Secundo, le premier ministre Laurent Lamothe a pu avoir été pris de vertige parce que exerçant trop de pouvoir.
On se souvient de ce gag à la télévision américaine quand Henry Kissinger était le chef de cabinet du président Nixon : ‘Me and my assistant, Richard Nixon’ (moi et mon assistant, le président Nixon).
Tel est le cas avec le couple Martelly-Lamothe. Et c’est le président Martelly qui lui-même l’avoue. ‘Lamothe et moi on est frères dans l’âme, on est lié en tout et pour tout.’
D’après la Constitution en vigueur, l’Exécutif a deux têtes bien distinctes : le Président de la République et le Premier ministre.
Outre qu’on soupçonne l’Exécutif de ne pas hésiter à utiliser la même politique de prébendes pour s’attirer les bonnes grâces d’une partie du Parlement.
Dès lors, le fonctionnement normal du système démocratique et constitutionnel s’en trouve perturbé.
Dictature moderne ! …
Dès lors un tout petit groupe, mais couvrant tous les secteurs de décision et de sensibilisation (y compris les moyens de communication, publics aussi bien que privés), peut arriver à s’imposer aux commandes de la nation.
Une sorte de dictature moderne ! Outre que les élections n’arrivent pas à être organisées pour des raisons difficiles à identifier, les uns et les autres se renvoyant la balle.

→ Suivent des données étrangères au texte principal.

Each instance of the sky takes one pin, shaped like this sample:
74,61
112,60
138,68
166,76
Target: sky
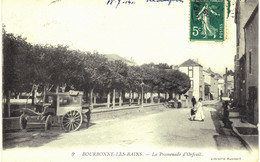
144,31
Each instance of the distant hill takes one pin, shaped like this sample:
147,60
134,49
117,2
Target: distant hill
113,57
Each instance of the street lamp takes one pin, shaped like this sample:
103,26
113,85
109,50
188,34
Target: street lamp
142,102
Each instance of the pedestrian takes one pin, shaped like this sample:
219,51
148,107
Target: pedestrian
199,114
193,101
192,113
226,121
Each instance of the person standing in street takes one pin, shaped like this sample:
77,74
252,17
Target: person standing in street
193,101
199,114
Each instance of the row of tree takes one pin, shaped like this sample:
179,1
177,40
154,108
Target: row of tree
50,67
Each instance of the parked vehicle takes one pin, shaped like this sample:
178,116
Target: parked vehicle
58,108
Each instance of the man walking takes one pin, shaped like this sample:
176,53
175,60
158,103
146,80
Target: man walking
193,101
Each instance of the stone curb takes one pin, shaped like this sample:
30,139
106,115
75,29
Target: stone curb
122,108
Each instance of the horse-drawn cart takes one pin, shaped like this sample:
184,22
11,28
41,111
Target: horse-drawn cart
58,108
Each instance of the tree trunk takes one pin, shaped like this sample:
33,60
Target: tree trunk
130,97
91,98
151,97
8,103
57,89
139,98
123,95
159,97
120,98
170,96
44,94
95,99
114,98
108,99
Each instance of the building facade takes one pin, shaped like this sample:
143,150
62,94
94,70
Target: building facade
211,84
246,59
195,72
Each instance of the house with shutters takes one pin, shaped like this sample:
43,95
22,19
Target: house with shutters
195,72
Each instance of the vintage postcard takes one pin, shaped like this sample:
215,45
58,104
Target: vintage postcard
129,80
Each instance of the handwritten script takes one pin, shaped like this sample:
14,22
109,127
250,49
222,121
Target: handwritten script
170,1
118,2
131,2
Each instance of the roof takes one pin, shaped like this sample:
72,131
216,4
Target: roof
190,62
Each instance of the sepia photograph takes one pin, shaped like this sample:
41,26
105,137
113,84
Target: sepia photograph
129,80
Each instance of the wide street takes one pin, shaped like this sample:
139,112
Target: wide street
157,129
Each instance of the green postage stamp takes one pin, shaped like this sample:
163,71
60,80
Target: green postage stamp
207,20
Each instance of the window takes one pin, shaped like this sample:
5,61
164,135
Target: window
190,71
191,83
250,62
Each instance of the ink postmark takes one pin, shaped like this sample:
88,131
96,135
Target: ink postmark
207,20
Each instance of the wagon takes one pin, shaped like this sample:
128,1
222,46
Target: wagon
64,109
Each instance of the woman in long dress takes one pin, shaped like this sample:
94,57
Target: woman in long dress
199,114
204,16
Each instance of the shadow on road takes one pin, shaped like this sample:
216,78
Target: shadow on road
225,138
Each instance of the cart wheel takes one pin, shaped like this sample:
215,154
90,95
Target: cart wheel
23,122
48,123
71,121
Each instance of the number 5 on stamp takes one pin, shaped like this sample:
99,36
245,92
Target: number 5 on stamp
207,20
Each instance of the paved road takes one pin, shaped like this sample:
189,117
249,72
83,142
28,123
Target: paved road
169,128
161,130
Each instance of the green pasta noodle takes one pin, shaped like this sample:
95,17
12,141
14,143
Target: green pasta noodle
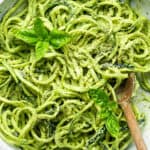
44,103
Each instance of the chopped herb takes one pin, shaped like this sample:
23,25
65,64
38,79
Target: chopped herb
108,109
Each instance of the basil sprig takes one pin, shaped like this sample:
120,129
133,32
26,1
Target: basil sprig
107,110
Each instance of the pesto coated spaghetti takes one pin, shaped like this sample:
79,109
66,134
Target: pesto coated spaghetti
44,103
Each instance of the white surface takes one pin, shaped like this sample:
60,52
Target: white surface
144,107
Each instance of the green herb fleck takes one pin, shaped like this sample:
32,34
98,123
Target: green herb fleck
107,112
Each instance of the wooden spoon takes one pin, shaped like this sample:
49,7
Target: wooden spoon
125,93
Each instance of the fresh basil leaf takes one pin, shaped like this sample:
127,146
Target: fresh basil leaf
113,106
58,38
27,35
112,125
41,48
99,96
40,29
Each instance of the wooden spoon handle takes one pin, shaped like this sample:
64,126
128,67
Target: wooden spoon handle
133,126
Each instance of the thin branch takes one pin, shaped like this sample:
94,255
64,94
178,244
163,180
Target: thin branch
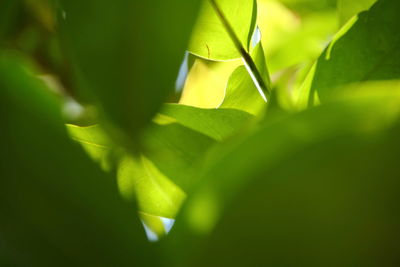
245,55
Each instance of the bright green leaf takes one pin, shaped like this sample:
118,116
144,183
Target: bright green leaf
126,55
349,8
365,49
210,39
242,92
57,207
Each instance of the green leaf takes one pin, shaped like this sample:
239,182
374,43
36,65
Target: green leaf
139,178
210,38
126,55
96,143
242,92
348,9
57,207
206,83
219,124
303,190
365,49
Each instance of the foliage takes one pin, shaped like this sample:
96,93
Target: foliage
277,145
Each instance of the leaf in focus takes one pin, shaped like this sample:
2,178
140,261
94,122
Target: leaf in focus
126,55
139,179
206,83
242,92
219,124
365,49
349,8
210,39
57,207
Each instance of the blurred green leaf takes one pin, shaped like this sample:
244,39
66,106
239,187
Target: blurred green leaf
96,143
312,189
206,83
348,9
57,207
210,39
365,49
242,92
126,55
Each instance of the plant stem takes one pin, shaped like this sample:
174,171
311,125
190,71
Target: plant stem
245,55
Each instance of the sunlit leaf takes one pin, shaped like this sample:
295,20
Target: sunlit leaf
126,55
348,9
324,178
365,49
217,124
206,83
210,39
242,92
95,142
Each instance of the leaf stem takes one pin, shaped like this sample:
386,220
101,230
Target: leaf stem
245,55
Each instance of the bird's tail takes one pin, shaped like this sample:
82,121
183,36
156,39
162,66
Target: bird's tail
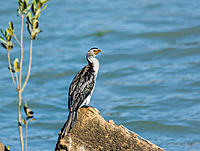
69,123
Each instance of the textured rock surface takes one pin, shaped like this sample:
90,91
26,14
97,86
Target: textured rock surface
92,133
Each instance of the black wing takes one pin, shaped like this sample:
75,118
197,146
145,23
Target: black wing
81,87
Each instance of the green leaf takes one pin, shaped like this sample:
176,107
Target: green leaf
24,5
11,69
3,45
11,26
23,121
33,9
33,119
28,27
1,38
3,33
10,32
19,1
9,45
37,14
44,8
35,24
9,38
16,65
44,1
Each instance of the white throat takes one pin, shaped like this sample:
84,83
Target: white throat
94,62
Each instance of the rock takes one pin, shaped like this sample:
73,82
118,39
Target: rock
92,133
3,147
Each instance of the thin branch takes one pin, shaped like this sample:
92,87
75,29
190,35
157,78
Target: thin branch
29,66
13,79
16,78
17,39
26,141
19,88
21,60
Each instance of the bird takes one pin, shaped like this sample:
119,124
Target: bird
81,89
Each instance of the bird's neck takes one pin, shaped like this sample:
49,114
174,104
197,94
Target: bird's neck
92,61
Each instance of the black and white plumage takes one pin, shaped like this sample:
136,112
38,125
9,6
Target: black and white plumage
81,89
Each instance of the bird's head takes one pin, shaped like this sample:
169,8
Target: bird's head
93,52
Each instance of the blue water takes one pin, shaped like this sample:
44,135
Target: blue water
149,77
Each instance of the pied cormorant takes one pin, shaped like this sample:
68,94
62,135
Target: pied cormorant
81,89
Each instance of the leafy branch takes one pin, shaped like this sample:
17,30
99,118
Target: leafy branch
29,10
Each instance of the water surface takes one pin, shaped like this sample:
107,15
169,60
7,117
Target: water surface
149,69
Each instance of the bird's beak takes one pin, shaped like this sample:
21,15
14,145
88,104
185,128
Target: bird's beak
97,51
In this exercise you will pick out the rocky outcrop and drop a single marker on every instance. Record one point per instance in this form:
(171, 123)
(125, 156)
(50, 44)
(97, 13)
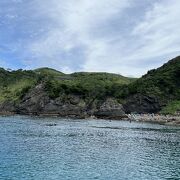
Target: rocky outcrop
(7, 107)
(37, 102)
(110, 109)
(142, 104)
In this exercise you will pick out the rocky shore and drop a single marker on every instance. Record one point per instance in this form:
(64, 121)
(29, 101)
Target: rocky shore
(155, 118)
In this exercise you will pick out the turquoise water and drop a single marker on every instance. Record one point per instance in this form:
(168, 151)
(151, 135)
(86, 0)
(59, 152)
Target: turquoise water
(64, 149)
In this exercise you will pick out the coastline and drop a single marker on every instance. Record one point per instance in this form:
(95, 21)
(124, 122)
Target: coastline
(173, 120)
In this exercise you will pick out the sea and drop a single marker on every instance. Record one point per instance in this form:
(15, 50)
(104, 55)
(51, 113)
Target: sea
(74, 149)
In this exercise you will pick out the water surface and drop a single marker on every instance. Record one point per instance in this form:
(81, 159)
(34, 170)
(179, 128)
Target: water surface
(53, 148)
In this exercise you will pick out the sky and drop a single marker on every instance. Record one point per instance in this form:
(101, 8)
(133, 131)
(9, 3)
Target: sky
(128, 37)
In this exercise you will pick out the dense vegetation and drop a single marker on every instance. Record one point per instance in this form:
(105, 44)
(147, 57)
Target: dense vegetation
(163, 83)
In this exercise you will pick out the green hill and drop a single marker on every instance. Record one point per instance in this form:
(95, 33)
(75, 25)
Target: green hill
(157, 91)
(162, 84)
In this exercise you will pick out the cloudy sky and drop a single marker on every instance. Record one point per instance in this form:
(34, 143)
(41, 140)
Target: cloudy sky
(127, 37)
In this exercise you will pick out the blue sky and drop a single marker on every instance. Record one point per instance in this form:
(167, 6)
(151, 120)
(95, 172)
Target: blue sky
(127, 37)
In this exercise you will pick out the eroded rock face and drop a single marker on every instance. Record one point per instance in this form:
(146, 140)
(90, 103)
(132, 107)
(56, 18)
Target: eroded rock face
(110, 109)
(7, 107)
(142, 104)
(37, 102)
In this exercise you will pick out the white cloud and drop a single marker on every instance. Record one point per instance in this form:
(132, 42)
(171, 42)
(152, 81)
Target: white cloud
(120, 36)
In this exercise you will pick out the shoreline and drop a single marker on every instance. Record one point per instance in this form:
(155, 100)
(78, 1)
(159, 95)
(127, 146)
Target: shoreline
(155, 118)
(147, 118)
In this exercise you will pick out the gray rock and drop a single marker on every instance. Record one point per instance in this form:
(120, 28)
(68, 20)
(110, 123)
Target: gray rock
(110, 109)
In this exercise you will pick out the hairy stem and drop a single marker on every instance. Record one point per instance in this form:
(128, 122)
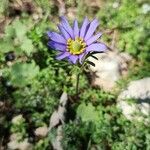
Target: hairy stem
(77, 84)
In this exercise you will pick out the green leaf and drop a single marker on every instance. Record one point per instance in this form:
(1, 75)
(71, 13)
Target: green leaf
(27, 46)
(6, 46)
(87, 112)
(20, 29)
(21, 74)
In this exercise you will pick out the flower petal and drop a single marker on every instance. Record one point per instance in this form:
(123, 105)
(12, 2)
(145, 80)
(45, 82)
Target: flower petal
(75, 28)
(84, 27)
(57, 46)
(67, 26)
(56, 37)
(81, 57)
(97, 47)
(64, 32)
(93, 38)
(73, 58)
(93, 25)
(62, 55)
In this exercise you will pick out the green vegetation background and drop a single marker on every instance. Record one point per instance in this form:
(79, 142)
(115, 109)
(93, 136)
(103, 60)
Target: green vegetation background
(32, 81)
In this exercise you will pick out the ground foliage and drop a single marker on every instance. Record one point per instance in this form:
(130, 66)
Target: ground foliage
(32, 81)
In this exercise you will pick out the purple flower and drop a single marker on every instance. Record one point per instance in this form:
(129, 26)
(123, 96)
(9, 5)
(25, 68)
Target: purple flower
(74, 43)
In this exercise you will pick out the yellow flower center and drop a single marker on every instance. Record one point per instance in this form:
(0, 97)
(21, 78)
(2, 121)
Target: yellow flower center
(76, 46)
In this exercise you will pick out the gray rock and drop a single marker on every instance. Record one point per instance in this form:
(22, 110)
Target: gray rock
(108, 69)
(15, 144)
(41, 131)
(140, 108)
(139, 89)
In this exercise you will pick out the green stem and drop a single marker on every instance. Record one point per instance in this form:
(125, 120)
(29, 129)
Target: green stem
(77, 84)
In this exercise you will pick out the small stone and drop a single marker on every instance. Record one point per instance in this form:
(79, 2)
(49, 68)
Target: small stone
(17, 119)
(140, 108)
(23, 145)
(41, 131)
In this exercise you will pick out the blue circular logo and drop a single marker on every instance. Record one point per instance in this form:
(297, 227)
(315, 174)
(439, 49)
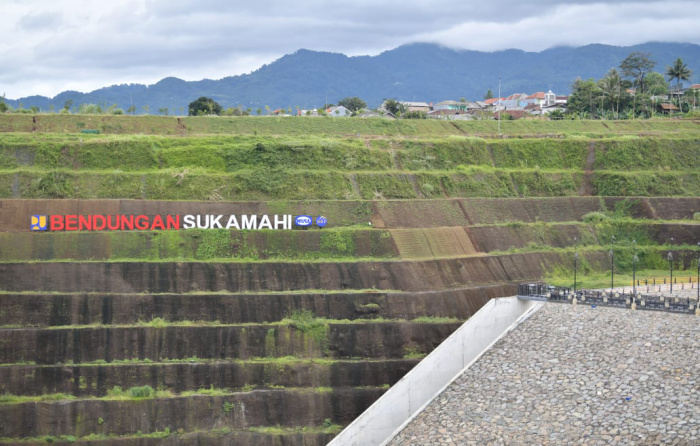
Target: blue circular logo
(303, 220)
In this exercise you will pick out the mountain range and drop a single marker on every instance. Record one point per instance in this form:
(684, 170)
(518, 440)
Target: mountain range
(414, 72)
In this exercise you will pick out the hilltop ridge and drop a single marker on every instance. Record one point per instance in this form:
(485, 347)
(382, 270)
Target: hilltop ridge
(419, 71)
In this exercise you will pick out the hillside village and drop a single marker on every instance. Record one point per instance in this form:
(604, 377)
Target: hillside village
(515, 106)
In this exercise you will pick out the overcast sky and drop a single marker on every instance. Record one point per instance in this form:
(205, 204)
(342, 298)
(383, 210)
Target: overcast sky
(48, 46)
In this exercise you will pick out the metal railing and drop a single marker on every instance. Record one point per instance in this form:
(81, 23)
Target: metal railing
(624, 299)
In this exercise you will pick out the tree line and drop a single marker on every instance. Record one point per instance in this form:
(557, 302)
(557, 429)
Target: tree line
(633, 90)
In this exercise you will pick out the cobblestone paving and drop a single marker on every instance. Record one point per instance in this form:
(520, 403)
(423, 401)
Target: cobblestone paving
(575, 375)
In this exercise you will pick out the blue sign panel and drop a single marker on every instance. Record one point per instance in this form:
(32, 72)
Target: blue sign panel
(38, 223)
(303, 220)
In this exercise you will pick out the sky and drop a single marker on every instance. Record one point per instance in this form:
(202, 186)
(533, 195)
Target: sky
(48, 46)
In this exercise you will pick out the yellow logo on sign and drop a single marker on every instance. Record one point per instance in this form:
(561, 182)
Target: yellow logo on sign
(38, 223)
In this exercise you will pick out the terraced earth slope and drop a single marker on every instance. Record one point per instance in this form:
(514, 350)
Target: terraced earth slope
(215, 336)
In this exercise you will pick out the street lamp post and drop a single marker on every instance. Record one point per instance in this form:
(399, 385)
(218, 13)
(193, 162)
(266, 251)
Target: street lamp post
(670, 263)
(612, 264)
(576, 262)
(634, 268)
(499, 106)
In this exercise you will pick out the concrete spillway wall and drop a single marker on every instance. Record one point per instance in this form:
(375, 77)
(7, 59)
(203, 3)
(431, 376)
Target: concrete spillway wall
(425, 381)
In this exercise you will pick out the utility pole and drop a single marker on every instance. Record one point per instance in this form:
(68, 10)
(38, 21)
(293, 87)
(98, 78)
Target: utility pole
(634, 267)
(612, 264)
(499, 106)
(575, 262)
(670, 263)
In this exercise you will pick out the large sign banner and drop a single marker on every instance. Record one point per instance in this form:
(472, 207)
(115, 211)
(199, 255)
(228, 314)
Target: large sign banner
(171, 222)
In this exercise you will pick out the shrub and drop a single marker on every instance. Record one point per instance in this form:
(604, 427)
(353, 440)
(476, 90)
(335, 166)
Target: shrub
(595, 217)
(141, 392)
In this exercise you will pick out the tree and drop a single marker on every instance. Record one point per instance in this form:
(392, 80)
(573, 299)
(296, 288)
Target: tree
(656, 84)
(636, 66)
(678, 71)
(393, 106)
(353, 104)
(612, 87)
(584, 97)
(204, 106)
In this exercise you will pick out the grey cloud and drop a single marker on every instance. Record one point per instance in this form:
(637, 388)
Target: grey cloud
(43, 20)
(215, 38)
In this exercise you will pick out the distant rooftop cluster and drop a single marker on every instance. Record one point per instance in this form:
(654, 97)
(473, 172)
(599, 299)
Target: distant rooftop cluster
(516, 106)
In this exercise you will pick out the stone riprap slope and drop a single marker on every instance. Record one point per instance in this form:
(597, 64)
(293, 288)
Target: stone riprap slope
(283, 337)
(574, 375)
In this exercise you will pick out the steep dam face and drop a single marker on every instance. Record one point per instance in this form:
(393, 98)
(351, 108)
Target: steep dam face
(282, 336)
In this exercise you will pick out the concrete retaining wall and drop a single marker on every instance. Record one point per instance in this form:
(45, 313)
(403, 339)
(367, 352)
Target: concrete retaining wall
(425, 381)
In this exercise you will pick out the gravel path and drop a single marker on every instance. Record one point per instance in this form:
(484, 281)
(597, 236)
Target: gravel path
(575, 375)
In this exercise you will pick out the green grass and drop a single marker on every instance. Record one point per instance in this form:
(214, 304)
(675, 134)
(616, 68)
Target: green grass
(170, 125)
(146, 392)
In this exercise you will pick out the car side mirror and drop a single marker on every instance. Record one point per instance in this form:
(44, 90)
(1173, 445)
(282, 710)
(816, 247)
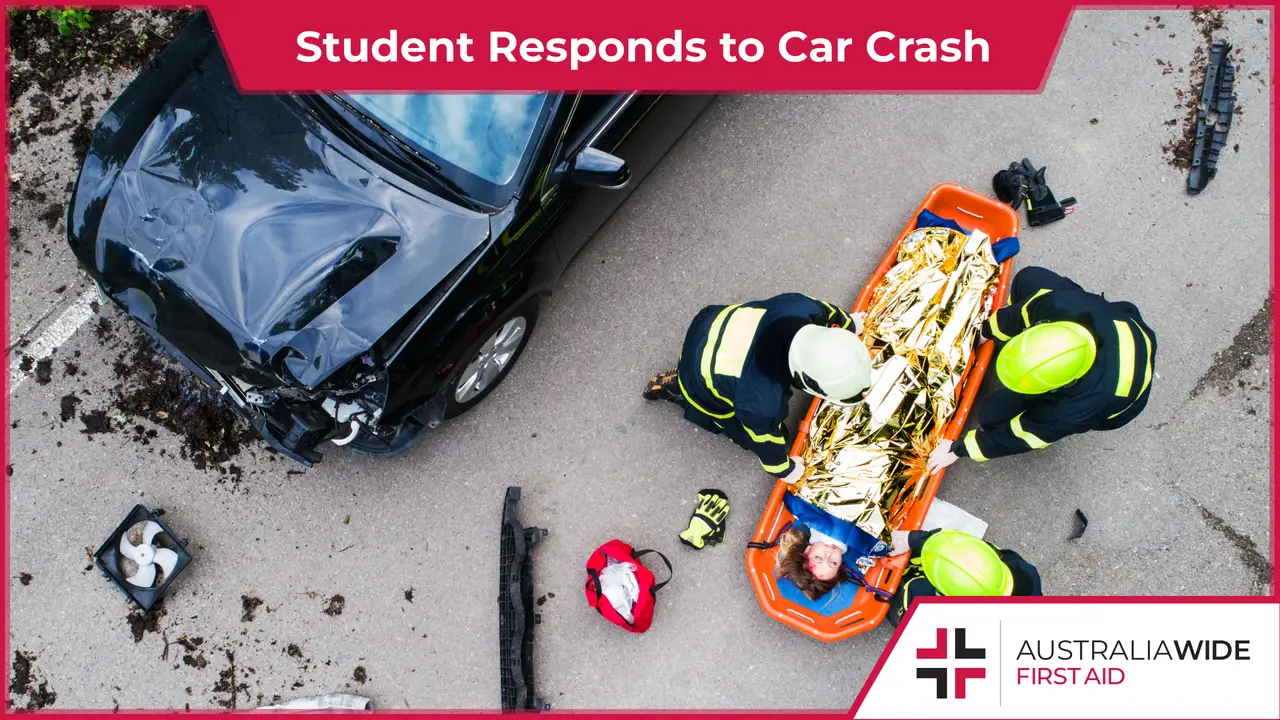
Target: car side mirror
(597, 168)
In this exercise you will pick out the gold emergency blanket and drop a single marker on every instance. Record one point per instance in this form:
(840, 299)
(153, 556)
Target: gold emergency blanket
(865, 463)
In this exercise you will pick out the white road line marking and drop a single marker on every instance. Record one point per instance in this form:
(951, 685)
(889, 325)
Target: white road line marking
(59, 332)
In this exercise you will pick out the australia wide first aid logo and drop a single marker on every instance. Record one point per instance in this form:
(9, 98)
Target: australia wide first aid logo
(1055, 660)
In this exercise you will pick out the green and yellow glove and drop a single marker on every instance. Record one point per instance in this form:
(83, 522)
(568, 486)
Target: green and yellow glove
(707, 525)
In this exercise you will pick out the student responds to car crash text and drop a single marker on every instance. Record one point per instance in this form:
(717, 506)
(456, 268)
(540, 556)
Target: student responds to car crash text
(794, 46)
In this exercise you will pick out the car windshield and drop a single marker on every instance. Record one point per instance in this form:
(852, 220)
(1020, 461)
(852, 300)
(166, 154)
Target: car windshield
(485, 136)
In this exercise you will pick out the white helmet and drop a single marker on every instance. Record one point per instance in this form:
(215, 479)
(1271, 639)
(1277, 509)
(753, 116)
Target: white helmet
(831, 363)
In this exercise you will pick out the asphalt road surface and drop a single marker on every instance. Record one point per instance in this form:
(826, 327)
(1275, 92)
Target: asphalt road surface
(763, 195)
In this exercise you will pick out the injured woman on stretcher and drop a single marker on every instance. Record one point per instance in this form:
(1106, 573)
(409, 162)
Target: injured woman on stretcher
(865, 464)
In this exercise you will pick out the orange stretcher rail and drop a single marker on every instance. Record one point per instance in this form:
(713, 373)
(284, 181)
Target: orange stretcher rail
(974, 212)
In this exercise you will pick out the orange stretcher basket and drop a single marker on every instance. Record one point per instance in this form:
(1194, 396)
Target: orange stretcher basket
(973, 212)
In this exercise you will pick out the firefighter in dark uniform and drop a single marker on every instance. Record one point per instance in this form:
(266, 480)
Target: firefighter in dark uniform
(950, 563)
(1072, 361)
(740, 363)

Mais, n’oubliez pas : toujours cherchez à qui le crime profite ! L’Exécutif a placé tous ses pions à l’intérieur du pays, la Constitution lui permettant de remplacer les conseils communaux jusqu’aux résultats du prochain scrutin.
Sauf qu’on oublie qu’il s’agit d’un pays pauvre, qui ne peut supporter une charge de plus en plus trop lourde pour ses frêles épaules, et que tôt ou tard les pneus finissent par éclater avant que toute la machine ne s’arrête.
C’est le sort aujourd’hui de l’administration Martelly-Lamothe. Des centaines de millions ont été dépensés en projets publics ces dernières années, plus que jamais auparavant, donnant une impression en effet d’un pays qui renait de ses cendres, mais en termes de création de richesses nationales et de revenus réels, le citoyen n’arrive pas à comprendre le malheur qui lui arrive en même temps que le trésor public est complètement asséché.
S’en prendre qu’à nous-mêmes …
Le prochain gouvernement doit se préparer. Il n’aura de moyen que son caractère de consensus, c’est-à-dire basé sur l’universalité, autant que faire se peut, des citoyens et non le représentant d’une camarilla.
Mais pour le reste, on doit se reposer sur la compréhension de nos concitoyens, car on n’aura plus le loisir de tout mettre sur le dos du pouvoir.
En un mot ici finit le règne ‘Tèt Kale.’ Alors what’s next !
La balle est désormais dans notre camp à nous les Haïtiens. Si on laisse la discorde nous dominer, il ne faudra s’en prendre qu’à nous-mêmes car une solution devra finir par nous être imposée étant donné que nous n’avons pas le droit de mettre en danger … la sécurité régionale.